Larangan tersebut disampaikan Yanto sebagai langkah pencegahan terhadap ancaman kebakaran hutan dan lahan (karhutla) di tengah kondisi kemarau panjang yang membuat kawasan hutan dan lahan semakin kering.
Yanto mengatakan, aktivitas pembukaan lahan baru mulai terlihat semakin mendekati kawasan Gunung Cycloop. Kondisi ini dinilai berisiko karena pembukaan lahan umumnya dilakukan dengan cara menebang atau membabat vegetasi yang kemudian dibakar.
“Jangan melakukan pembukaan lahan-lahan baru dalam perkebunan, khususnya di kaki Gunung Cycloop, baik di badan Gunung Cycloop maupun di sekitar kawasan Cagar Alam Gunung Cycloop,” kata Yanto di Sentani, Senin (7/9/2026).
Menurutnya, kemarau panjang membuat masyarakat yang sebelumnya berkebun di kawasan yang lebih rendah mulai mencari lokasi yang dianggap lebih lembap untuk menanam.
“Mereka mencari tempat-tempat yang lebih lembap untuk berkebun. Karena panas, mereka mulai mendekati badan Gunung Cycloop untuk membuka lahan baru, perkebunan baru, karena tempatnya lebih lembap dan berharap tanaman mereka subur,” ujarnya.
Yanto mengingatkan, aktivitas tersebut harus segera dihentikan sebelum menimbulkan dampak yang lebih besar. Terlebih, kondisi lahan yang kering membuat pembakaran untuk membuka lahan sangat berpotensi memicu api merembet ke kawasan hutan.
“Setelah membabat mereka akan bakar. Saya kira akhirnya api akan merembes. Dengan kekeringan ini, api akan cepat menyebar ke mana-mana. Kemungkinan akan terjadi kebakaran di badan Gunung Cycloop,” tegasnya.
Jaga Cycloop sebagai Sumber Air
Yanto menegaskan, perlindungan Gunung Cycloop bukan hanya berkaitan dengan pencegahan karhutla, tetapi juga menyangkut keberlangsungan sumber air yang selama ini dimanfaatkan masyarakat.
Ia mengatakan, pepohonan dan vegetasi di kawasan hutan Cycloop memiliki fungsi penting dalam menjaga sumber-sumber mata air.
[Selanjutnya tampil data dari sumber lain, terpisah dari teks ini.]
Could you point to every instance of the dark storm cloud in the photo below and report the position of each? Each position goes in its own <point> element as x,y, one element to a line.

Karena itu, kerusakan hutan akibat pembukaan lahan maupun kebakaran dikhawatirkan berdampak pada penurunan debit air dan memicu krisis air bersih.
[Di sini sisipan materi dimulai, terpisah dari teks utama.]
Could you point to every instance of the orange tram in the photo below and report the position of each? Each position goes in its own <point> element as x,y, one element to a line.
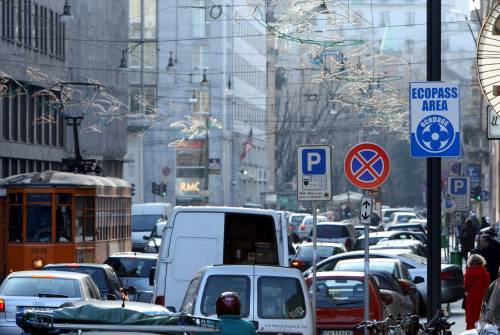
<point>53,217</point>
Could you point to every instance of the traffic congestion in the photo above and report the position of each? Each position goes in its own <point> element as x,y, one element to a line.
<point>262,256</point>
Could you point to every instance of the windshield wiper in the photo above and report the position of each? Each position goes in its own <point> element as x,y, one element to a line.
<point>52,295</point>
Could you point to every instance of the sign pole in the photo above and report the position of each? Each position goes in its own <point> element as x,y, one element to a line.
<point>433,168</point>
<point>314,207</point>
<point>366,215</point>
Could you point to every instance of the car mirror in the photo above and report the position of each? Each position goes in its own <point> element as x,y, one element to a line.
<point>110,296</point>
<point>386,298</point>
<point>418,280</point>
<point>407,286</point>
<point>152,276</point>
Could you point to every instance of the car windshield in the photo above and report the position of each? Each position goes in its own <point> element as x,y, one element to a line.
<point>297,219</point>
<point>42,287</point>
<point>360,266</point>
<point>280,298</point>
<point>158,229</point>
<point>96,274</point>
<point>339,292</point>
<point>331,231</point>
<point>415,258</point>
<point>144,222</point>
<point>131,266</point>
<point>306,252</point>
<point>360,243</point>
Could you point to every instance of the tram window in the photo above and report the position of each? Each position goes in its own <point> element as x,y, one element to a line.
<point>15,223</point>
<point>63,223</point>
<point>39,223</point>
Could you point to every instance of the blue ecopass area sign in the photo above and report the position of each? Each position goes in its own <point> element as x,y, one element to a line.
<point>434,119</point>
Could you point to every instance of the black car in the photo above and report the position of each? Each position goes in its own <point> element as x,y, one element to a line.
<point>303,258</point>
<point>110,286</point>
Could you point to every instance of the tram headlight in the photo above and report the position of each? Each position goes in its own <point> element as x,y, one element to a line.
<point>37,263</point>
“Kalau terjadi kebakaran dan tanaman serta pohon-pohon di situ berkurang, saya kira akan berdampak pada kekurangan air bersih, menurunnya debit air,” katanya.
Karena itu, Yanto meminta pemerintah segera turun ke lapangan untuk memastikan tidak ada aktivitas pembukaan lahan baru di kawasan Cycloop.
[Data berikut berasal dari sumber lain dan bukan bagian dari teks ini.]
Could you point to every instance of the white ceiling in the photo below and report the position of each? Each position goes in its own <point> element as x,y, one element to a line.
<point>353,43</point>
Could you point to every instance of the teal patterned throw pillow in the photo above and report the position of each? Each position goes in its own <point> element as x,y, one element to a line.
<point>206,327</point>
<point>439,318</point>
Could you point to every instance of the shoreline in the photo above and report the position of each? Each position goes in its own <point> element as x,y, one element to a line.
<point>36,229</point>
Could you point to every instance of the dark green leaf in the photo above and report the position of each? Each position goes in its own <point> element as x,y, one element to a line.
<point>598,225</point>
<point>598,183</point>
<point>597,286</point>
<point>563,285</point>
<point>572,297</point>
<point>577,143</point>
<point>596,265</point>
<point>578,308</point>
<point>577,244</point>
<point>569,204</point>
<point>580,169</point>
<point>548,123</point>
Ia juga mendorong pemerintah berkolaborasi dengan TNI-Polri, masyarakat adat, organisasi lingkungan dan seluruh elemen masyarakat untuk melakukan pengawasan serta pencegahan.
“Pemerintah, TNI-Polri dan masyarakat harus datang langsung untuk mencegah. Jangan ada aktivitas masyarakat di kawasan Gunung Cycloop, baik di kaki Gunung Cycloop maupun di badan Gunung Cycloop,” ujarnya.
Menurut Yanto, langkah pencegahan harus dilakukan sekarang dan tidak menunggu sampai kebakaran terjadi.
“Selama ini kita selalu bicara tentang mitigasi bencana, Gunung Cycloop harus dijaga karena bencana banjir bandang. Hari ini dengan musim kemarau yang panjang, bencana lain juga sedang akan terjadi, yaitu kebakaran,” katanya.
Ia kembali menegaskan pentingnya menghentikan pembukaan lahan baru sebagai upaya menjaga kelestarian hutan sekaligus mencegah karhutla dan krisis air bersih.
“Saya pertegas kepada pemerintah, sebelum terjadi, mari kita sama-sama melakukan langkah-langkah pencegahan agar karhutla dan krisis air bersih ini tidak terjadi bagi kita,” pungkas Yanto Eluay.